Figure 1 |. Schematics and images of the ambient light-powered battery-free lab on the skin.

Figure 1 |

a, Illustration of the energy autonomous wearable device that is powered from both outdoor and indoor illumination via a quasi-2D flexible perovskite solar cell (FPSC) and perform multiplexed wireless biomolecular analysis across a wide range of activities. Carbagel, carbachol hydrogel; M-tape, medical tape; PET, polyethylene terephthalate; PI, polyimide. b, Exploded 3D model of the layer assembly of the wearable device. c, Photo of an inkjet-printed disposable microfluidic sensor patch that contains an iontophoretic module for autonomous sweat stimulation, microfluidics for sweat sampling, multiplexed electrochemical biosensors for perspiration analysis, and an impedimetric sweat rate sensor. Scale bar, 0.5 cm. d, Photo of the wearable device assembled in origami-style. Scale bar, 1 cm. e, Photo of the wearable device worn on the ventral forearm and wirelessly connected to a custom developed mobile app over BLE. Scale bar, 2 cm.

Wearable device design for autonomous biomarker analysis

The wearable device consists of disposable and reusable modules assembled in an origami-like fashion (Fig. 1b and Supplementary Figs. 1,2). Among the reusable parts is the highly efficient quasi-2D FPSC module that converts ambient light into electrical power and the energy-efficient flexible printed circuit board (FPCB) for electrochemical instrumentation, signal processing, and Bluetooth wireless communication. A daily disposable flexible patch contains a pair of carbachol hydrogel (carbagel) coated iontophoresis electrodes for sweat stimulation, a laser-engraved microfluidic module integrated with interdigitated electrodes for sweat sampling and sweat rate monitoring, and a multiplexed electrochemical sweat biosensor array for molecular analysis (Fig. 1c).

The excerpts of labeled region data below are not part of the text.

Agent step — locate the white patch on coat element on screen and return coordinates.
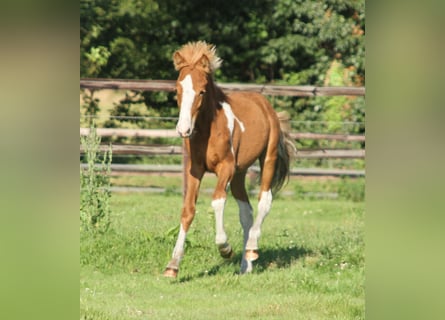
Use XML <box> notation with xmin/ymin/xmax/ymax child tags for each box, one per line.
<box><xmin>172</xmin><ymin>224</ymin><xmax>187</xmax><ymax>264</ymax></box>
<box><xmin>221</xmin><ymin>102</ymin><xmax>245</xmax><ymax>136</ymax></box>
<box><xmin>176</xmin><ymin>74</ymin><xmax>196</xmax><ymax>136</ymax></box>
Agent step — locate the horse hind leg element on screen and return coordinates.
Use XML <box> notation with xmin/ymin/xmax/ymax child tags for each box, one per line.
<box><xmin>230</xmin><ymin>172</ymin><xmax>253</xmax><ymax>274</ymax></box>
<box><xmin>246</xmin><ymin>151</ymin><xmax>277</xmax><ymax>261</ymax></box>
<box><xmin>212</xmin><ymin>166</ymin><xmax>234</xmax><ymax>259</ymax></box>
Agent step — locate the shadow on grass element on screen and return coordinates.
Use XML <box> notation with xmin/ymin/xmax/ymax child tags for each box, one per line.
<box><xmin>179</xmin><ymin>246</ymin><xmax>313</xmax><ymax>282</ymax></box>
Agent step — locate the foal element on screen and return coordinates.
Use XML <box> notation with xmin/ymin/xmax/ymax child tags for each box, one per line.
<box><xmin>164</xmin><ymin>41</ymin><xmax>295</xmax><ymax>277</ymax></box>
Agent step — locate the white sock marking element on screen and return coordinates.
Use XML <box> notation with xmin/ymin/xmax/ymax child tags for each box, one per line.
<box><xmin>246</xmin><ymin>190</ymin><xmax>272</xmax><ymax>250</ymax></box>
<box><xmin>212</xmin><ymin>198</ymin><xmax>227</xmax><ymax>245</ymax></box>
<box><xmin>221</xmin><ymin>102</ymin><xmax>245</xmax><ymax>135</ymax></box>
<box><xmin>172</xmin><ymin>224</ymin><xmax>187</xmax><ymax>264</ymax></box>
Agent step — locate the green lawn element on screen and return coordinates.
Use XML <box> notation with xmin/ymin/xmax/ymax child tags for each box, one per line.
<box><xmin>80</xmin><ymin>186</ymin><xmax>364</xmax><ymax>320</ymax></box>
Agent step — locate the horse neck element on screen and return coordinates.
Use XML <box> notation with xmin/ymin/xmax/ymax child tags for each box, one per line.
<box><xmin>196</xmin><ymin>75</ymin><xmax>226</xmax><ymax>135</ymax></box>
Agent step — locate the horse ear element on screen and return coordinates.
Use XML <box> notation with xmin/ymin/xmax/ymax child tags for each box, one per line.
<box><xmin>197</xmin><ymin>54</ymin><xmax>211</xmax><ymax>73</ymax></box>
<box><xmin>173</xmin><ymin>51</ymin><xmax>185</xmax><ymax>70</ymax></box>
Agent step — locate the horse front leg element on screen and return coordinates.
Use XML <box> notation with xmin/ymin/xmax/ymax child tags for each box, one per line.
<box><xmin>164</xmin><ymin>170</ymin><xmax>204</xmax><ymax>278</ymax></box>
<box><xmin>212</xmin><ymin>166</ymin><xmax>235</xmax><ymax>259</ymax></box>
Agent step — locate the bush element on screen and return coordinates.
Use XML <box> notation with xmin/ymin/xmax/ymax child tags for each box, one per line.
<box><xmin>80</xmin><ymin>126</ymin><xmax>112</xmax><ymax>233</ymax></box>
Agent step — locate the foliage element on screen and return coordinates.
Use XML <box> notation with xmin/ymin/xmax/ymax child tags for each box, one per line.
<box><xmin>80</xmin><ymin>126</ymin><xmax>112</xmax><ymax>233</ymax></box>
<box><xmin>80</xmin><ymin>0</ymin><xmax>365</xmax><ymax>133</ymax></box>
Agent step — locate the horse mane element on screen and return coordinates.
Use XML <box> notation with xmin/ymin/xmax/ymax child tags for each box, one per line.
<box><xmin>173</xmin><ymin>41</ymin><xmax>222</xmax><ymax>74</ymax></box>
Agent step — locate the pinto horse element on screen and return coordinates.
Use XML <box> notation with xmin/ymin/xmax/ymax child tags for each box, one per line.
<box><xmin>164</xmin><ymin>41</ymin><xmax>295</xmax><ymax>278</ymax></box>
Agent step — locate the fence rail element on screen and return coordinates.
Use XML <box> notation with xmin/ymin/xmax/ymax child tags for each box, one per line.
<box><xmin>80</xmin><ymin>79</ymin><xmax>365</xmax><ymax>97</ymax></box>
<box><xmin>80</xmin><ymin>128</ymin><xmax>365</xmax><ymax>141</ymax></box>
<box><xmin>80</xmin><ymin>144</ymin><xmax>365</xmax><ymax>159</ymax></box>
<box><xmin>80</xmin><ymin>79</ymin><xmax>365</xmax><ymax>177</ymax></box>
<box><xmin>80</xmin><ymin>163</ymin><xmax>365</xmax><ymax>177</ymax></box>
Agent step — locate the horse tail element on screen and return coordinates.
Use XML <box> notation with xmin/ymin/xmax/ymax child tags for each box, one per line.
<box><xmin>271</xmin><ymin>112</ymin><xmax>297</xmax><ymax>194</ymax></box>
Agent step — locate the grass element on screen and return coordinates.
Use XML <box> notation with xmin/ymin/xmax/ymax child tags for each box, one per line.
<box><xmin>80</xmin><ymin>179</ymin><xmax>364</xmax><ymax>320</ymax></box>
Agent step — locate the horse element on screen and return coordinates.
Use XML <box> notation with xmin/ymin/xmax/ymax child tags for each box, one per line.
<box><xmin>163</xmin><ymin>41</ymin><xmax>295</xmax><ymax>278</ymax></box>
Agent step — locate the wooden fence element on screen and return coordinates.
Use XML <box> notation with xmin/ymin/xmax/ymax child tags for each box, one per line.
<box><xmin>80</xmin><ymin>79</ymin><xmax>365</xmax><ymax>97</ymax></box>
<box><xmin>80</xmin><ymin>79</ymin><xmax>365</xmax><ymax>176</ymax></box>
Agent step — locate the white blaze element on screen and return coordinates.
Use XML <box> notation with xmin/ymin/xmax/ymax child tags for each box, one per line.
<box><xmin>176</xmin><ymin>74</ymin><xmax>196</xmax><ymax>136</ymax></box>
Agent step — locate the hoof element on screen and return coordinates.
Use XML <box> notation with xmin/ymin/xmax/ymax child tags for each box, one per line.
<box><xmin>164</xmin><ymin>268</ymin><xmax>178</xmax><ymax>278</ymax></box>
<box><xmin>246</xmin><ymin>250</ymin><xmax>260</xmax><ymax>261</ymax></box>
<box><xmin>219</xmin><ymin>243</ymin><xmax>235</xmax><ymax>259</ymax></box>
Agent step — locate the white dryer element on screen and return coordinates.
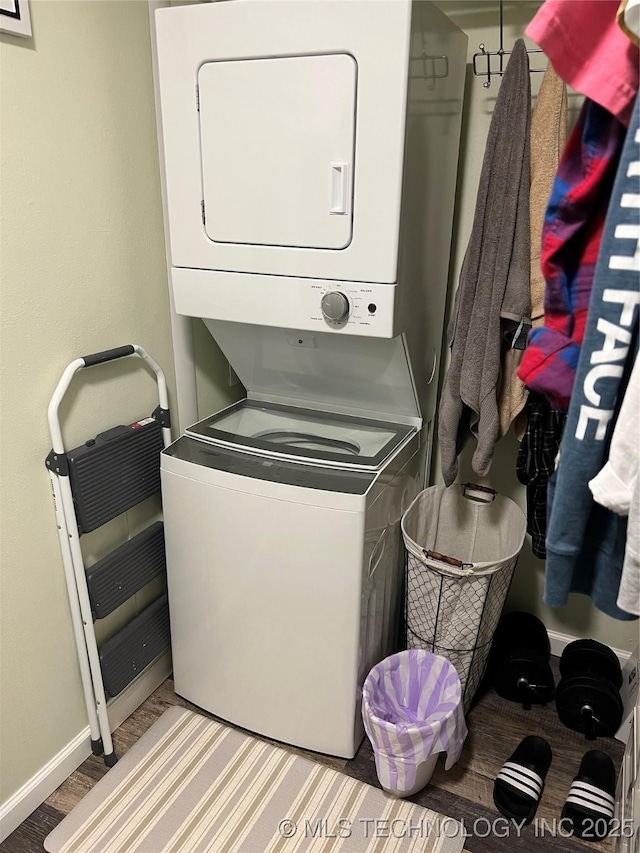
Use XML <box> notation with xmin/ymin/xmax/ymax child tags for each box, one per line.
<box><xmin>155</xmin><ymin>0</ymin><xmax>466</xmax><ymax>757</ymax></box>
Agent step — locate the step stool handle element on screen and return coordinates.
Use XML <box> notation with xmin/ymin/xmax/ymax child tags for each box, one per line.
<box><xmin>81</xmin><ymin>344</ymin><xmax>135</xmax><ymax>367</ymax></box>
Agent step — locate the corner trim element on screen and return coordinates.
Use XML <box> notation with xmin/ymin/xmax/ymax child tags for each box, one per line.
<box><xmin>0</xmin><ymin>652</ymin><xmax>171</xmax><ymax>843</ymax></box>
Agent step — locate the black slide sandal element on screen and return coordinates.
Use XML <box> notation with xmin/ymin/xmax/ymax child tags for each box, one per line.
<box><xmin>562</xmin><ymin>749</ymin><xmax>616</xmax><ymax>841</ymax></box>
<box><xmin>493</xmin><ymin>735</ymin><xmax>552</xmax><ymax>825</ymax></box>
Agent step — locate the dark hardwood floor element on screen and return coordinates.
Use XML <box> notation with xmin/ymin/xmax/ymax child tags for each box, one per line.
<box><xmin>0</xmin><ymin>660</ymin><xmax>623</xmax><ymax>853</ymax></box>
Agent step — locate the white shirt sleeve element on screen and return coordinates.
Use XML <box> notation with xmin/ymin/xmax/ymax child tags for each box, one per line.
<box><xmin>589</xmin><ymin>358</ymin><xmax>640</xmax><ymax>515</ymax></box>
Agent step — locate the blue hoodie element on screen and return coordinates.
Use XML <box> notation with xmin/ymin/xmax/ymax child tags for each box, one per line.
<box><xmin>544</xmin><ymin>95</ymin><xmax>640</xmax><ymax>619</ymax></box>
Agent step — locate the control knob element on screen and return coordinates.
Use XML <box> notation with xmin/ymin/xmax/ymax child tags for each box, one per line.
<box><xmin>320</xmin><ymin>290</ymin><xmax>351</xmax><ymax>324</ymax></box>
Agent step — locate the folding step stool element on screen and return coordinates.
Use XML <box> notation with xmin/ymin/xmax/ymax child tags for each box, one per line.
<box><xmin>46</xmin><ymin>344</ymin><xmax>171</xmax><ymax>767</ymax></box>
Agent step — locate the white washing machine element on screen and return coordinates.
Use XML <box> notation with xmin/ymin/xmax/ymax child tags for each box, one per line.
<box><xmin>154</xmin><ymin>0</ymin><xmax>466</xmax><ymax>757</ymax></box>
<box><xmin>162</xmin><ymin>400</ymin><xmax>418</xmax><ymax>758</ymax></box>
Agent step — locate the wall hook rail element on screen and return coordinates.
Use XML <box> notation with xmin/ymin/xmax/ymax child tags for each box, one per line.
<box><xmin>473</xmin><ymin>0</ymin><xmax>545</xmax><ymax>89</ymax></box>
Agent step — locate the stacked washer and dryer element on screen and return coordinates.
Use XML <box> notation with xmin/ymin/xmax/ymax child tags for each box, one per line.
<box><xmin>155</xmin><ymin>0</ymin><xmax>466</xmax><ymax>757</ymax></box>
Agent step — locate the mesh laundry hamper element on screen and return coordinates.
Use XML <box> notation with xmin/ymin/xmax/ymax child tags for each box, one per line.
<box><xmin>402</xmin><ymin>484</ymin><xmax>526</xmax><ymax>711</ymax></box>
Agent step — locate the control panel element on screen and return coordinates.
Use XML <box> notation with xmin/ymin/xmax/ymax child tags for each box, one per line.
<box><xmin>311</xmin><ymin>282</ymin><xmax>394</xmax><ymax>334</ymax></box>
<box><xmin>172</xmin><ymin>267</ymin><xmax>397</xmax><ymax>338</ymax></box>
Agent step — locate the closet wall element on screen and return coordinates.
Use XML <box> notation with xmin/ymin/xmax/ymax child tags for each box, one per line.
<box><xmin>433</xmin><ymin>0</ymin><xmax>638</xmax><ymax>651</ymax></box>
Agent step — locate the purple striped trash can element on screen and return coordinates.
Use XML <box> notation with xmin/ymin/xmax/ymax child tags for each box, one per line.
<box><xmin>362</xmin><ymin>649</ymin><xmax>467</xmax><ymax>797</ymax></box>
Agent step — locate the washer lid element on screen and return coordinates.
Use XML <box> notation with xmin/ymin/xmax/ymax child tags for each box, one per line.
<box><xmin>204</xmin><ymin>318</ymin><xmax>428</xmax><ymax>429</ymax></box>
<box><xmin>186</xmin><ymin>400</ymin><xmax>416</xmax><ymax>470</ymax></box>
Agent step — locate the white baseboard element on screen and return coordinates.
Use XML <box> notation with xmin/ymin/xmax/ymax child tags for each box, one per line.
<box><xmin>547</xmin><ymin>631</ymin><xmax>631</xmax><ymax>666</ymax></box>
<box><xmin>0</xmin><ymin>652</ymin><xmax>171</xmax><ymax>843</ymax></box>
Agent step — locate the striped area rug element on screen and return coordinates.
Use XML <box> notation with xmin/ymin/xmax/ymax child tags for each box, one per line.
<box><xmin>44</xmin><ymin>708</ymin><xmax>463</xmax><ymax>853</ymax></box>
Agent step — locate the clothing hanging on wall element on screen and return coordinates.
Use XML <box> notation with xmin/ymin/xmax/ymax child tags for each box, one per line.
<box><xmin>526</xmin><ymin>0</ymin><xmax>639</xmax><ymax>126</ymax></box>
<box><xmin>438</xmin><ymin>39</ymin><xmax>531</xmax><ymax>486</ymax></box>
<box><xmin>616</xmin><ymin>0</ymin><xmax>640</xmax><ymax>45</ymax></box>
<box><xmin>498</xmin><ymin>64</ymin><xmax>567</xmax><ymax>440</ymax></box>
<box><xmin>544</xmin><ymin>95</ymin><xmax>640</xmax><ymax>619</ymax></box>
<box><xmin>518</xmin><ymin>100</ymin><xmax>625</xmax><ymax>411</ymax></box>
<box><xmin>516</xmin><ymin>392</ymin><xmax>567</xmax><ymax>560</ymax></box>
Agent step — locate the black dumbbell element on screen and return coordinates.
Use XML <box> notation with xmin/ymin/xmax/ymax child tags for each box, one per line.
<box><xmin>490</xmin><ymin>612</ymin><xmax>554</xmax><ymax>710</ymax></box>
<box><xmin>556</xmin><ymin>640</ymin><xmax>623</xmax><ymax>740</ymax></box>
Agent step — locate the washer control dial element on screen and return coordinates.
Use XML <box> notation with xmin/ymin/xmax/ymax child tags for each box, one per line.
<box><xmin>320</xmin><ymin>290</ymin><xmax>351</xmax><ymax>324</ymax></box>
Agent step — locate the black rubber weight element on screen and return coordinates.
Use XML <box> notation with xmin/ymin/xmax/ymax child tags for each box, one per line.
<box><xmin>493</xmin><ymin>735</ymin><xmax>552</xmax><ymax>824</ymax></box>
<box><xmin>494</xmin><ymin>611</ymin><xmax>551</xmax><ymax>656</ymax></box>
<box><xmin>556</xmin><ymin>675</ymin><xmax>623</xmax><ymax>737</ymax></box>
<box><xmin>493</xmin><ymin>649</ymin><xmax>554</xmax><ymax>704</ymax></box>
<box><xmin>560</xmin><ymin>640</ymin><xmax>622</xmax><ymax>690</ymax></box>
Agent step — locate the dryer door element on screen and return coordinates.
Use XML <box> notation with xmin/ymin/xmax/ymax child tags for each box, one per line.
<box><xmin>156</xmin><ymin>0</ymin><xmax>411</xmax><ymax>286</ymax></box>
<box><xmin>198</xmin><ymin>54</ymin><xmax>356</xmax><ymax>249</ymax></box>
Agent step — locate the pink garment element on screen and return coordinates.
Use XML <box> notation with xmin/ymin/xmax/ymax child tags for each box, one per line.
<box><xmin>526</xmin><ymin>0</ymin><xmax>640</xmax><ymax>126</ymax></box>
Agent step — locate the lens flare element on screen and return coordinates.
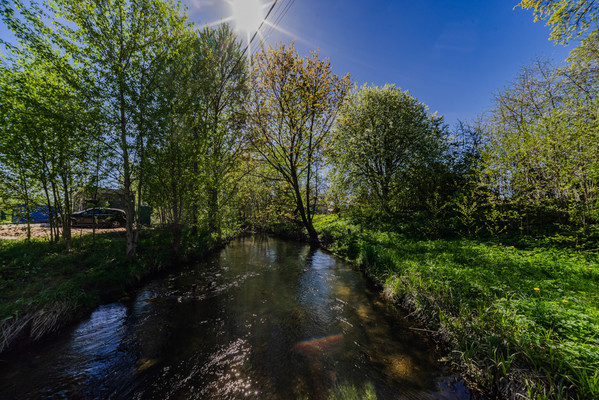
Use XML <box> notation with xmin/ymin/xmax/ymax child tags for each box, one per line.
<box><xmin>229</xmin><ymin>0</ymin><xmax>264</xmax><ymax>34</ymax></box>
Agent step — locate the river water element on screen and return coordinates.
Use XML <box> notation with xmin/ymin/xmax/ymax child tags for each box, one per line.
<box><xmin>0</xmin><ymin>236</ymin><xmax>470</xmax><ymax>399</ymax></box>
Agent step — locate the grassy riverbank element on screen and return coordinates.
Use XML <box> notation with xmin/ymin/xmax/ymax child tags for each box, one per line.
<box><xmin>315</xmin><ymin>216</ymin><xmax>599</xmax><ymax>399</ymax></box>
<box><xmin>0</xmin><ymin>229</ymin><xmax>218</xmax><ymax>352</ymax></box>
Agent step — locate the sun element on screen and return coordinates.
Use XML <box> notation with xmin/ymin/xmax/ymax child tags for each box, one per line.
<box><xmin>228</xmin><ymin>0</ymin><xmax>264</xmax><ymax>34</ymax></box>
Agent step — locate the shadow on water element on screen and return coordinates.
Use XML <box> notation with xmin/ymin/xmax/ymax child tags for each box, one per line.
<box><xmin>0</xmin><ymin>236</ymin><xmax>470</xmax><ymax>399</ymax></box>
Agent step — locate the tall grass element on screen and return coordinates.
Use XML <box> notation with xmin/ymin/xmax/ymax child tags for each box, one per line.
<box><xmin>316</xmin><ymin>216</ymin><xmax>599</xmax><ymax>399</ymax></box>
<box><xmin>0</xmin><ymin>229</ymin><xmax>218</xmax><ymax>352</ymax></box>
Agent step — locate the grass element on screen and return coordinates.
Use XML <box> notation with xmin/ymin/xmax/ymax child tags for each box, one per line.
<box><xmin>0</xmin><ymin>229</ymin><xmax>217</xmax><ymax>352</ymax></box>
<box><xmin>315</xmin><ymin>216</ymin><xmax>599</xmax><ymax>399</ymax></box>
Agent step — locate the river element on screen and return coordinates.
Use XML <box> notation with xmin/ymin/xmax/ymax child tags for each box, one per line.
<box><xmin>0</xmin><ymin>235</ymin><xmax>470</xmax><ymax>399</ymax></box>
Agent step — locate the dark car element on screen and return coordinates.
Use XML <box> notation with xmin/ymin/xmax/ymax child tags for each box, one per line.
<box><xmin>71</xmin><ymin>207</ymin><xmax>127</xmax><ymax>228</ymax></box>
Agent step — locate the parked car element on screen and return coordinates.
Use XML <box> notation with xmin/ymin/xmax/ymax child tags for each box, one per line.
<box><xmin>71</xmin><ymin>207</ymin><xmax>127</xmax><ymax>228</ymax></box>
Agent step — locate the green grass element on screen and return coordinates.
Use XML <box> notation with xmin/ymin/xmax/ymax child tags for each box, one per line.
<box><xmin>0</xmin><ymin>229</ymin><xmax>217</xmax><ymax>351</ymax></box>
<box><xmin>315</xmin><ymin>216</ymin><xmax>599</xmax><ymax>399</ymax></box>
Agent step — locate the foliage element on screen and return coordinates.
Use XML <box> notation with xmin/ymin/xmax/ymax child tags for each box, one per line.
<box><xmin>331</xmin><ymin>85</ymin><xmax>447</xmax><ymax>222</ymax></box>
<box><xmin>518</xmin><ymin>0</ymin><xmax>599</xmax><ymax>43</ymax></box>
<box><xmin>247</xmin><ymin>44</ymin><xmax>350</xmax><ymax>242</ymax></box>
<box><xmin>316</xmin><ymin>216</ymin><xmax>599</xmax><ymax>398</ymax></box>
<box><xmin>483</xmin><ymin>51</ymin><xmax>599</xmax><ymax>242</ymax></box>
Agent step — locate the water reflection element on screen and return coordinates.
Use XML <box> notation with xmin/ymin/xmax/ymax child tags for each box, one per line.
<box><xmin>0</xmin><ymin>236</ymin><xmax>468</xmax><ymax>399</ymax></box>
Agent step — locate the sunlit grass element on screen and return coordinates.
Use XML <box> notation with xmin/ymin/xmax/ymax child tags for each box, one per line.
<box><xmin>317</xmin><ymin>216</ymin><xmax>599</xmax><ymax>398</ymax></box>
<box><xmin>0</xmin><ymin>229</ymin><xmax>216</xmax><ymax>352</ymax></box>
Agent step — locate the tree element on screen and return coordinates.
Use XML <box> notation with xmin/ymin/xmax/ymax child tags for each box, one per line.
<box><xmin>483</xmin><ymin>53</ymin><xmax>599</xmax><ymax>232</ymax></box>
<box><xmin>247</xmin><ymin>44</ymin><xmax>351</xmax><ymax>243</ymax></box>
<box><xmin>48</xmin><ymin>0</ymin><xmax>186</xmax><ymax>257</ymax></box>
<box><xmin>332</xmin><ymin>85</ymin><xmax>446</xmax><ymax>220</ymax></box>
<box><xmin>518</xmin><ymin>0</ymin><xmax>599</xmax><ymax>44</ymax></box>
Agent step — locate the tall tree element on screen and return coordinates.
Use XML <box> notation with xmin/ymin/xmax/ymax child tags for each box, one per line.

Compared to traditionally used pilocarpine gels, carbachol gels were selected for iontophoresis as they allow for efficient and long-lasting sudomotor axon reflex sweat secretion from the surrounding sweat glands, ideally suitable for microfluidic sweat sampling21. Inkjet printing was used to fabricate all flexible biosensing electrodes and interconnects at a large scale and low cost. Considering that chemical sensors usually suffer from signal drift during long-term use, their capacity for mass-production allows disposable use on a daily or multi-day basis for reliable wearable health monitoring. Potentiometric, amperometric, voltammetric, and impedimetric techniques can all be performed using the wearable device to analyze a broad spectrum of sweat biomarkers ranging from metabolites, electrolytes, nutrients, to substances and drugs. The fully assembled wearable device is 20 mm × 27 mm × 4 mm in size and can comfortably adhere to the skin (Fig. 1d,e). The custom embedded algorithm and mobile application enable an energy-saving adaptive power consumption scheme such that the wearable device can extract and analyze sweat across various activities and illumination conditions in a prolonged and efficient fashion. All calibrated biomarker information can be wirelessly transmitted and displayed on a custom mobile app (Fig. 1e, Supplementary Fig. 3, Supplementary Video 1).

FPSC design and characterization for wearable use

To effectively and sustainably power the wearable device, an FPSC module (Fig. 2a) is designed to have a high power density and PCE for energy harvesting under diverse lighting conditions, flexibility to endure the mechanical stresses common for on-body wear, and stable performance with reliable encapsulation against sweat exposure. The FPSC device utilizes a p-i-n architecture and comprises of flexible polyethylene terephthalate (PET) coated with indium tin oxide (ITO), Cr/Au busbars, a poly(3,4-ethylenedioxythiophene)-poly(styrenesulfonate)(PEDOT:PSS) hole transport layer, quasi-2D perovskite photoactive layer, [6,6]−phenyl-C61-butyric acid methyl-ester (PCBM) electron transport layer, TiOx interlayer, Cr/Au contacts, and an epoxy/PVC/PCTFE encapsulation (Fig. 2b). The perovskite absorber layer (ca. 450 nm thick) with an empirical formula of (MBA)2(Cs0.12MA0.88)6Pb7(IxCl1-x)22 is at the heart of the device (Fig. 2c). A large organic spacer, α-methylbenzylamine (MBA), facilitates the formation of a quasi-2D perovskite structure with large grain size and improved defect passivation, resulting in an excellent device performance (Supplementary Fig. 4). Under simulated solar illumination (AM1.5) quasi-2D FPSC with a small active area (0.165 cm2) achieve PCE of up to 18.1 %, which remains as high as 16.5 % for large area device (1 cm2), and 14.0% for modules consisting of two large cells joined in series (total active area 2 cm2) (Supplementary Fig. 5, Supplementary Table 1).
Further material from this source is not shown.